CONTAINING LINKS TO 1280 STORIES FROM THE NETWORKS' NIGHTLY NEWSCASTS
     COMMENTS: Cell Phones & Lapel Pins

ABC anchor Charles Gibson (subscription required) announced that his five-minute profile of Bill Richardson was the first of a twelve-part series dubbed Who Is on each of the Presidential candidates: "How they have come to be who they are--their formative years, their parents, their families, a little bit about their backgrounds." So we were introduced to the Governor of New Mexico, son of a Nicaraguan, born in California, raised in Mexico City, educated in Boston. His father William, a banker "drove me, yes, that is a good word." If he were alive today "he would be telling me to lose weight, to give better speeches." Son Bill confessed to uprooting his wife Barbara: "One day I want to say--'All right, the next five years are yours. We do what you want'--except these next five years."
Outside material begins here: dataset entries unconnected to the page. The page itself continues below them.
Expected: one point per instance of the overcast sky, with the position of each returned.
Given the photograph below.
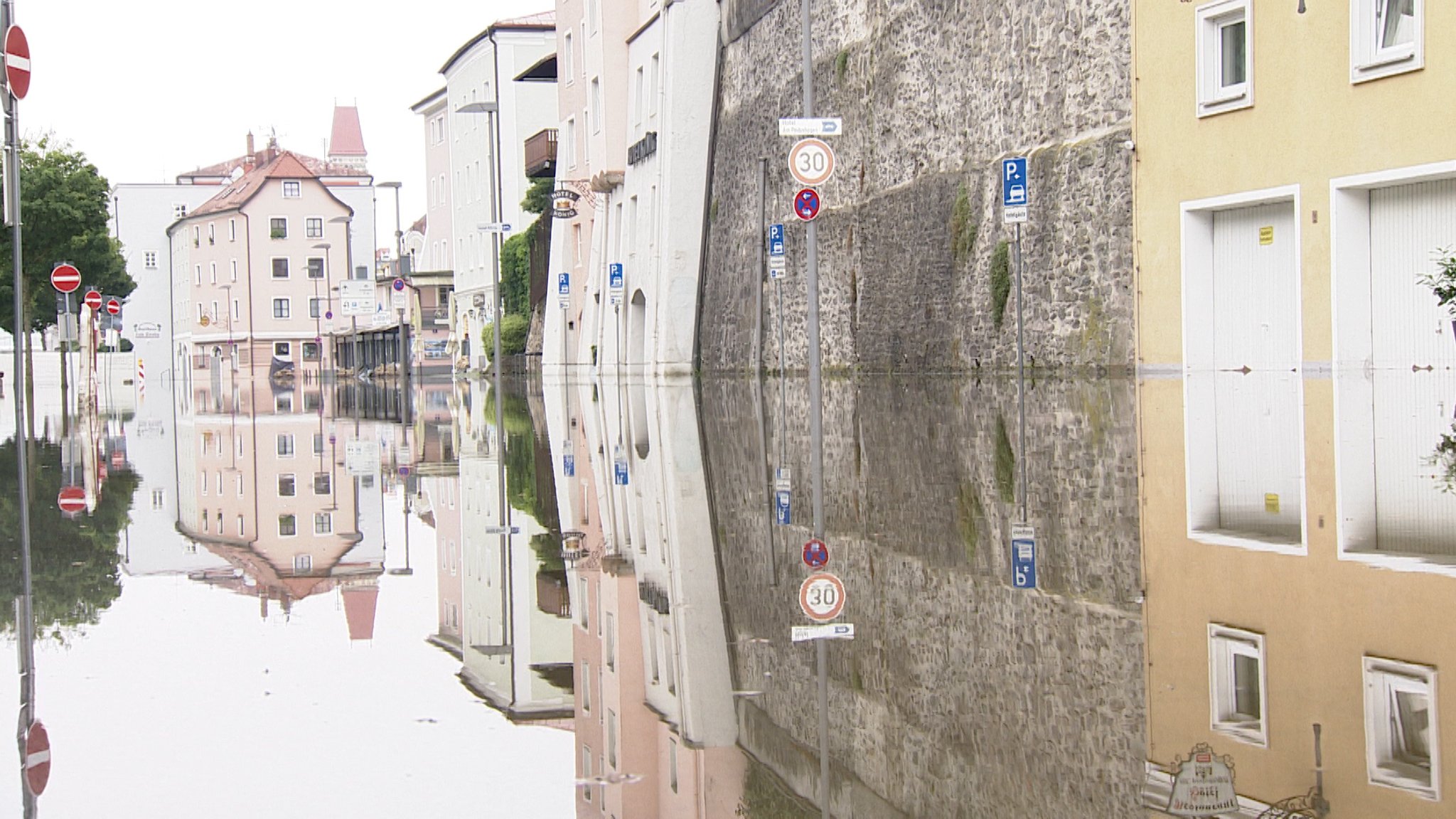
(152, 88)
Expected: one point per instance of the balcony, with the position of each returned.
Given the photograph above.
(540, 154)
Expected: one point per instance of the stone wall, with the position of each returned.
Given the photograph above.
(932, 95)
(960, 695)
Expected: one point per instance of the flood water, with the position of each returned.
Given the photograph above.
(300, 599)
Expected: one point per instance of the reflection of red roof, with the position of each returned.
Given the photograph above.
(358, 608)
(347, 137)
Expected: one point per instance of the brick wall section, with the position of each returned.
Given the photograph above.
(932, 95)
(960, 695)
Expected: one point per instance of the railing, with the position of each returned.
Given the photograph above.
(540, 154)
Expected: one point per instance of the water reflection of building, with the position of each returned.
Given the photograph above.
(960, 694)
(1250, 651)
(516, 643)
(262, 484)
(654, 709)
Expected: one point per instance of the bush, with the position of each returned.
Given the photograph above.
(513, 334)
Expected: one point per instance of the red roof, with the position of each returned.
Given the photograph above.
(347, 137)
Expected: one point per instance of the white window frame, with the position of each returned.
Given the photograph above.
(1382, 680)
(1214, 97)
(1226, 643)
(1368, 59)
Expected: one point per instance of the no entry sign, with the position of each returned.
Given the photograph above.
(16, 62)
(66, 279)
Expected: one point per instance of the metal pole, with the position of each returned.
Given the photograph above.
(1021, 382)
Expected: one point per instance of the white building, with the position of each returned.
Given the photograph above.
(650, 220)
(486, 70)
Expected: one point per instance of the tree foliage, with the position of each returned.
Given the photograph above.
(63, 213)
(73, 562)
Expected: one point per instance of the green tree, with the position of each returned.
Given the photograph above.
(73, 562)
(65, 213)
(537, 197)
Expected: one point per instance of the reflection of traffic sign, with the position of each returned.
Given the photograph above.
(811, 162)
(37, 758)
(805, 205)
(1015, 190)
(16, 62)
(1024, 557)
(815, 554)
(66, 279)
(72, 499)
(822, 596)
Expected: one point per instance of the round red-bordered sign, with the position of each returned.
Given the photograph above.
(822, 596)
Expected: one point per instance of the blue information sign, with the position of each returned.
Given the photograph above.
(775, 240)
(782, 508)
(1014, 183)
(1024, 557)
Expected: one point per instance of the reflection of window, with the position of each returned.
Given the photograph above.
(1401, 726)
(1236, 682)
(1386, 37)
(1225, 57)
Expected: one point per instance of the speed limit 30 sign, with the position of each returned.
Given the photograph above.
(822, 596)
(811, 162)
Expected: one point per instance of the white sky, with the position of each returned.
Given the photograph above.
(152, 88)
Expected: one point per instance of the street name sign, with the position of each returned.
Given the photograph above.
(811, 162)
(811, 127)
(1015, 190)
(822, 596)
(828, 631)
(1024, 557)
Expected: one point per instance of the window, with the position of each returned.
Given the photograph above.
(1386, 37)
(1236, 684)
(1225, 57)
(1403, 748)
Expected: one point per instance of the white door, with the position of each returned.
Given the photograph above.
(1408, 225)
(1256, 289)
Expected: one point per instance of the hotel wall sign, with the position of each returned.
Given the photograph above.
(1203, 784)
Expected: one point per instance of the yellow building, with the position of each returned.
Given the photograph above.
(1295, 178)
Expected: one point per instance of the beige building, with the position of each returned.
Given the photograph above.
(254, 272)
(1293, 183)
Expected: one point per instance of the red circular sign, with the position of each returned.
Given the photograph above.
(16, 62)
(815, 554)
(805, 205)
(72, 499)
(37, 758)
(66, 277)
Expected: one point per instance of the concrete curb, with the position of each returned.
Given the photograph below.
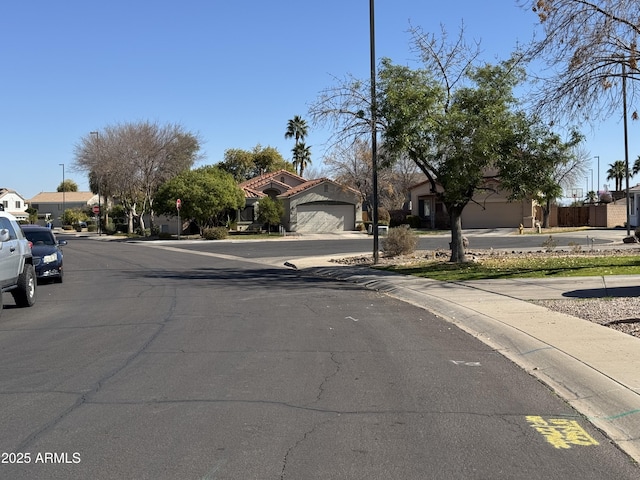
(592, 367)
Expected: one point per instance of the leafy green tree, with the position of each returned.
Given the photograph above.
(459, 122)
(131, 161)
(33, 215)
(270, 211)
(636, 166)
(205, 193)
(617, 172)
(68, 186)
(456, 136)
(244, 164)
(541, 165)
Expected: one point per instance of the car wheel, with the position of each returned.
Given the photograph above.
(25, 294)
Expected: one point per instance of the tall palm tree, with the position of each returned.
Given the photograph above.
(636, 166)
(297, 129)
(301, 157)
(617, 172)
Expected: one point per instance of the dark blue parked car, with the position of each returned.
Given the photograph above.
(47, 254)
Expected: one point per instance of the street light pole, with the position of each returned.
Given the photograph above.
(64, 188)
(374, 133)
(98, 182)
(626, 144)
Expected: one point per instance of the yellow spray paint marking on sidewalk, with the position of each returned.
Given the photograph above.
(561, 433)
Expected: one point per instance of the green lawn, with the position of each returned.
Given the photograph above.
(524, 267)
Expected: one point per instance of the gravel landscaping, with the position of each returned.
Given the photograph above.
(619, 313)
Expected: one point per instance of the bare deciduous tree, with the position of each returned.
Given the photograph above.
(130, 161)
(588, 47)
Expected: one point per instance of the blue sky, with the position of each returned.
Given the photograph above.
(232, 72)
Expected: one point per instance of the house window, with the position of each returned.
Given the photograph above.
(424, 208)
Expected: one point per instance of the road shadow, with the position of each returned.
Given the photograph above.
(247, 278)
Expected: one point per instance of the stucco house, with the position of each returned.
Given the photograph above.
(14, 203)
(51, 205)
(489, 209)
(310, 206)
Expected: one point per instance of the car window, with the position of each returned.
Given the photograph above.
(6, 223)
(40, 238)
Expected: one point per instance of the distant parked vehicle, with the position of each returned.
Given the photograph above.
(17, 274)
(47, 254)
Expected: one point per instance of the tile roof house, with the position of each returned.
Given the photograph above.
(51, 205)
(311, 206)
(489, 209)
(14, 203)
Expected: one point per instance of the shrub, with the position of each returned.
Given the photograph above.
(384, 217)
(215, 233)
(399, 241)
(414, 221)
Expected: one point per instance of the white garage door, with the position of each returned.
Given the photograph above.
(317, 217)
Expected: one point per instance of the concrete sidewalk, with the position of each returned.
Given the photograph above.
(594, 368)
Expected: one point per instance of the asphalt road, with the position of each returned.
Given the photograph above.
(362, 243)
(155, 363)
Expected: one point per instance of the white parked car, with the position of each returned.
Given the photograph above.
(17, 273)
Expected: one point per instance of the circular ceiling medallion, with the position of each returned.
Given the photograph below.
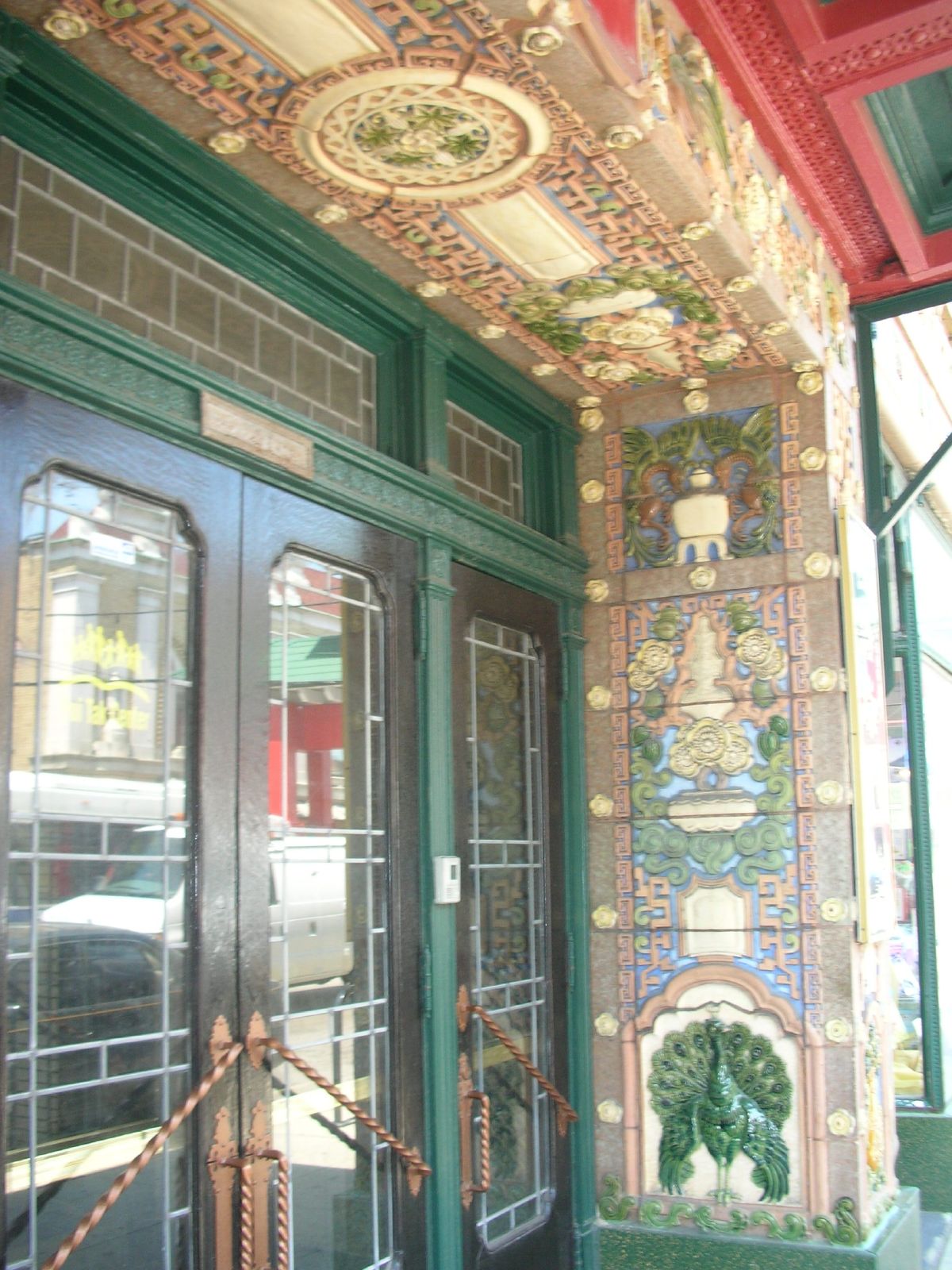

What a relief that Campaign 2008 was dignified with that extended feature--because the news from the trail was just ludicrous. CBS' in-house consultant Nicolle Wallace told Byron Pitts that the "best funded and best organized" Republicans, Mitt Romney and Rudolph Giuliani, "are starting to really knock heads." Pitts' evidence was the Romney Campaign's YouTube video of Giuliani making a habit of receiving cell-phone calls while making speeches. As Giuliani himself said: "If this is the biggest thing they are going to raise, they are in a lot of trouble." Equally laughable was the flap ABC's David Wright (subscription required) found on the Democratic side. Barack Obama used to wear a Stars-&-Stripes pin in his lapel…but no longer. Wright claimed that the candidate caused a "controversy" when he called the flag fashion statement "a substitute for true patriotism."